After George Olcott died in 1917, daughter Mary lived at Casagmo until her death in 1962 at the age of 97 — a poet and genealogist, she was rather a grand dame in Ridgefield society.
According to the newsletter published for Casagmo residents, George Olcott was originally buried in Ridgefield, but his remains were eventually moved to a Brooklyn cemetery after Mary Olcott had a disagreement with the owners of the Ridgefield cemetery in which he was interred. 
As for the door to the historic Stebbins house, George Olcott had stuck it in the cellar of the
Casagmo mansion, where it sat for years. After the death of Mary Olcott, Ridgefield native
Robert A. Lee got to worrying about the future of the relic. He knew it was in the cellar and he doubted that Miss Olcott’s heirs would care about it. So Lee loaded it onto his car one day and took it to his family’s 18th Century homestead in Farmingville. There the door remained for several years until Lee finally decided to give it to the Ridgefield Library and Historical Association. Around 40 years ago, as it was moving its focus away from the historical side of its original mission, the library donated the door to the Keeler Tavern Museum, where it is today — on display for all to see, especially appropriate as the town is about to mark the 240th anniversary of the Battle of Ridgefield.

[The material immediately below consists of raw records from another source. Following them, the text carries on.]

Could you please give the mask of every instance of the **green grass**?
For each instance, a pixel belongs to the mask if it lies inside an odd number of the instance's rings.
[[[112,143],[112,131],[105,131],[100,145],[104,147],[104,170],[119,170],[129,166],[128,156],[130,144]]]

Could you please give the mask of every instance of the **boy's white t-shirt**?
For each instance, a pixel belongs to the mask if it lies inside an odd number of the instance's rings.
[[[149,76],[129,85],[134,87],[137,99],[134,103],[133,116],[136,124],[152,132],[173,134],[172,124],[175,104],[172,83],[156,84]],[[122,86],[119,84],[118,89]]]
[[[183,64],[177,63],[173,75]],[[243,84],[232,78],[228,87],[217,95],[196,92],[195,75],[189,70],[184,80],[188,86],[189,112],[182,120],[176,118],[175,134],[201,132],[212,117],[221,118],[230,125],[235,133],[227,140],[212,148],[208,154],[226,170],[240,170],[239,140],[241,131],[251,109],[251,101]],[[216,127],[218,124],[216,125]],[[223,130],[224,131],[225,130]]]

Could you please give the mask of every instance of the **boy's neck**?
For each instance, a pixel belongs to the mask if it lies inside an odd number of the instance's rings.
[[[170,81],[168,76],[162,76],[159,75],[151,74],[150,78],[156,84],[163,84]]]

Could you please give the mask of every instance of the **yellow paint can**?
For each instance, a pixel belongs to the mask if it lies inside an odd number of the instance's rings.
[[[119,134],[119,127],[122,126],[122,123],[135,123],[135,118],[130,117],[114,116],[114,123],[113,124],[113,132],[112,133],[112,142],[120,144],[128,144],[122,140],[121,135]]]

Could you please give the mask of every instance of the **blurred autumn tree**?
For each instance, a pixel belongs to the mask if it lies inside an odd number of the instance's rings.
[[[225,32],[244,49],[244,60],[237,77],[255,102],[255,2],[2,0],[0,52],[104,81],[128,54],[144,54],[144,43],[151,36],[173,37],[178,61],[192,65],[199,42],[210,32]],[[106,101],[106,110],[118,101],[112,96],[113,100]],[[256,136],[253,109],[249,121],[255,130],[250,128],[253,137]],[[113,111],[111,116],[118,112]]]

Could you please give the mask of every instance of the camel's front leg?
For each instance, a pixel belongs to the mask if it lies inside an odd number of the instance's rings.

Mary Olcott’s heirs sold the property in the mid-1960s to Jerry Tuccio, the homebuilder, who
received the rezoning for the town’s first large-scale apartment development. However, Tuccio decided to stick to single-family homebuilding, and sold the rezoned land to David L. Paul, a New York attorney and apartment builder, who razed the mansion in 1968 after years of neglect and vandalism had taken their toll. Paul built 320 apartments. While virtually all evidence of the Casagmo estate was destroyed, Paul retained one major feature: The barn. He and his architect, Lee Harris Pomeroy, restored and remodeled the building into Casagmo’s community center.
Paul later also built Fox Hill on Danbury Road. There, at the recommendation of the Planning and Zoning Commission, he included condominiums. When these turned out to be quite popular, he converted Casagmo’s rentals to condos.

Many Casagmo roads bear names connected with the families that lived there, such as Stebbins Close, Olcott Way, Quincy Close, and Lawson Lane — the last two ancestors of the Olcotts.